CHOOSING HAPPINESS
Lucidity"Happiness implied a choice, and within that choice a concerted will, a lucid desire." — Albert Camus, A Happy Death
We often speak of happiness as something that happens to us. Good fortune arrives, circumstances align, and suddenly we are happy. Or they do not, and we are not. In this view, happiness is a matter of luck, something we wait for rather than create.
Camus rejects this entirely. Happiness implies a choice. Not a passive hope, not a vague wish, but a deliberate decision backed by focused intention. The phrase “concerted will” suggests effort, coordination, the marshaling of one’s energies toward a specific aim. And “lucid desire” means knowing clearly what you actually want, not what you have been told to want or what seems impressive to others.
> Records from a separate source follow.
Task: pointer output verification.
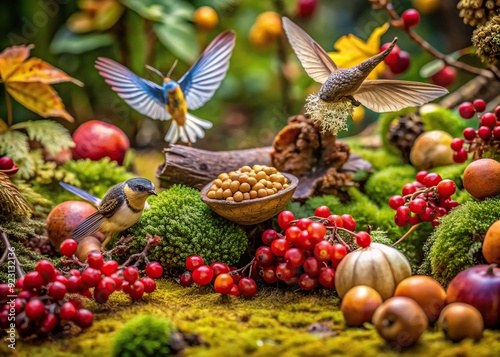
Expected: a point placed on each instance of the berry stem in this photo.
(403, 237)
(490, 73)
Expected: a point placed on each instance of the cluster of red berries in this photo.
(424, 200)
(226, 280)
(7, 166)
(485, 139)
(38, 303)
(106, 277)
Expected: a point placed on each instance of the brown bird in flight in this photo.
(351, 83)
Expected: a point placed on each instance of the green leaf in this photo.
(66, 41)
(52, 135)
(179, 38)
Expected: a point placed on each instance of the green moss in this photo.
(456, 243)
(144, 336)
(389, 181)
(187, 227)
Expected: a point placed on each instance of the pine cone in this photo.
(486, 39)
(403, 133)
(477, 12)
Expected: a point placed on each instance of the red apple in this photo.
(96, 139)
(478, 286)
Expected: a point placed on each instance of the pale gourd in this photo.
(378, 266)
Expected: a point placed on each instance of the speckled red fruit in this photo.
(64, 217)
(96, 139)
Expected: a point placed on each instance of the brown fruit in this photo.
(64, 217)
(426, 292)
(359, 304)
(400, 320)
(481, 178)
(459, 321)
(491, 244)
(86, 246)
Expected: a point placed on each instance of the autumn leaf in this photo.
(28, 81)
(352, 50)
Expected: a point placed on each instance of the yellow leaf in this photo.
(352, 50)
(40, 98)
(11, 58)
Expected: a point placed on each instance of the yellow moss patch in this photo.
(274, 323)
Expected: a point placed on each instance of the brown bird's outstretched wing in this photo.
(392, 95)
(314, 59)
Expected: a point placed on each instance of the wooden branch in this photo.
(195, 167)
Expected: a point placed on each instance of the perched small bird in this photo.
(173, 99)
(120, 208)
(350, 83)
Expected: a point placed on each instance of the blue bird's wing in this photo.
(81, 193)
(204, 77)
(144, 96)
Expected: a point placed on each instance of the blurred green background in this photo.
(251, 105)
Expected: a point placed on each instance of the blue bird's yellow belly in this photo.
(177, 106)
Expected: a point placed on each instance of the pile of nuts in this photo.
(247, 183)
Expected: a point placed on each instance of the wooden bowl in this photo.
(255, 210)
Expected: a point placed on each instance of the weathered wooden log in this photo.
(195, 167)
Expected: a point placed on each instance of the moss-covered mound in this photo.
(144, 336)
(187, 227)
(456, 243)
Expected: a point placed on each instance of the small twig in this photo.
(403, 237)
(397, 22)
This is harder than it sounds. Most of us have never sat down and seriously asked ourselves what would make us happy. We inherit goals from our families, absorb ambitions from our culture, and chase things we have never examined. We want success without defining what success means for us. We want love without considering what kind of love we need.
Lucidity comes first. You must see clearly before you can choose well. Then comes the will, the sustained commitment to pursue what you have chosen. Happiness is not a gift. It is not an accident. It is something you build through conscious effort, one clear-eyed decision at a time.